Last week we started to discuss Web operating systems (otherwise called Webtops). To briefly recap, these systems emulate a Windows multiapplication operating-system environment using AJAX or flash applications executing in a Web browser, sometimes with additional back-end processing handled by a remote server.
Web operating systems provide an infrastructure for managing Web applications, their active data and configurations, and their interaction with each other.
Webtops can run on any modern browser on any operating system, and because the user configuration is stored on a remote server, the Web operating system should run from anywhere.
We must mention that Web operating systems have nothing to do with WebOS, a research project started in 1996 at University of California, Berkeley. That project is described as: "WebOS provides basic operating systems services needed to build applications that are geographically distributed, highly available, incrementally scalable and dynamically reconfiguring."
WebOS paved the way for projects such as Legion, "an object-based metasystems software project at the University of Virginia . . . designed for a system of millions of hosts and trillions of objects tied together with high-speed links."
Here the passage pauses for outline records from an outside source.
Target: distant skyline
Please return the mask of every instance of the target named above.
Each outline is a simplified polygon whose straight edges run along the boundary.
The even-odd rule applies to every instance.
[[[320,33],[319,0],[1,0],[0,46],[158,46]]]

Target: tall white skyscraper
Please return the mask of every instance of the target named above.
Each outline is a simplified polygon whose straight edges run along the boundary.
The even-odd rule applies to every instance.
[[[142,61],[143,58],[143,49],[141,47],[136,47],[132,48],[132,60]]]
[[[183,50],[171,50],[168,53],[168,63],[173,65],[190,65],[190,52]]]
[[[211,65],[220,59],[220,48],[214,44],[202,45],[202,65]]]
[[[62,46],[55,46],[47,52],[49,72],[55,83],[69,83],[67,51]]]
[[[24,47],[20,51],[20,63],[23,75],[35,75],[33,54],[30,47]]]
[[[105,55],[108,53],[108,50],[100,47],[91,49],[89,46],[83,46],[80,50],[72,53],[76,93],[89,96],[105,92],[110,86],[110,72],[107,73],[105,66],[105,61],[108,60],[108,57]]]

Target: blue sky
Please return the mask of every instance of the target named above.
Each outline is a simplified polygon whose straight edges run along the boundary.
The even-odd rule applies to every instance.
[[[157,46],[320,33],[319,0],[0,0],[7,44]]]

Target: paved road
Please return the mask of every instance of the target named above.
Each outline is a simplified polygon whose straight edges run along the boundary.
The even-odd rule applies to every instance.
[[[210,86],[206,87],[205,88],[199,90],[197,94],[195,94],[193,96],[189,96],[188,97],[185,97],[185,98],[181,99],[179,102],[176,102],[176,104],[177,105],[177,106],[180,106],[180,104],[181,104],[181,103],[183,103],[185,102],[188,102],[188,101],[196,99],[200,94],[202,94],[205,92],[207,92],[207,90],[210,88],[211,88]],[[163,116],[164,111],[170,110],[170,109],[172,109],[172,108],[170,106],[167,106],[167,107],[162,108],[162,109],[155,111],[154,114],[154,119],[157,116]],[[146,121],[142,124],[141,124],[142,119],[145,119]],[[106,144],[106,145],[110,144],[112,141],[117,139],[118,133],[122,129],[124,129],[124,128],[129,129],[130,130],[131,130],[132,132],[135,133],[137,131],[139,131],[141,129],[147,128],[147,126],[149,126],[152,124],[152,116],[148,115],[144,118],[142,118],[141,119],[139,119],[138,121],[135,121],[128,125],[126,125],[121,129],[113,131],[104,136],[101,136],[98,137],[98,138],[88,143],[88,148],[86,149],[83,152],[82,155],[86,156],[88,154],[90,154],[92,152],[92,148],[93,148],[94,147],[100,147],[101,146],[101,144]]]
The Legion project was the foundation of the Centurion test bed, which, according to its home page, can deliver more than 240GFlops using 384 processors (that's 0.625GFlops per processor).
Centurion has produced remarkable performance, such as 3.7GFlops using 49 nodes, or 0.0755GFlops per processor. With an equipment cost of just $20,000, that equates to just $5,405 per GFlop.
Now we need to stop digressing.
An example of a current and useable Web operating system is the subject of the 800th issue of the "Network World on Web Applications" newsletter. The issue contains a review of an interesting open source Web operating system project called eyeOS, which has a back-end written in PHP that creates a client-side Webtop and applications using AJAX.
You can, if you like, build your own Webtop. The foundation of a Webtop system requires a manager to create and manage windows in a browser display. Over the past few months a number of excellent products have appeared, and one that impressed us was Winlike from Ceiton technologies.
Winlike is a purely dynamic HTML-based system and remarkably only 27KB in size. It works with Microsoft Internet Explorer 5.5 or higher, Netscape Navigator 6.1 or higher and the Mozilla family of browsers (Mozilla 0.92, Firebird 0.7, Galeon, Avant) without plug-ins.
At the heart of Winlike is the Window-Manager, which manages the set of overlapping windows you want to use. The Window-Manager provides functions for creating, closing, moving and minimizing windows, and handles all the rendering issues of supporting overlapping windows.
Winlike includes an editor for configuring Winlike windows that generates the code to include in your Web pages.It includes an API so you can create anything from a simple multiple-window display to a complex, dynamic environment for dashboards.
We tried building a Winlike system with flash content generated by Crystal Excelsius, and it was ridiculously easy! Oh, the Web Applications newsletter also covered Xcelsius.
Winlike is free for noncommercial use and for development purposes. For a commercial Web site or Web application, a single server license is $80. Volume server licenses are also available.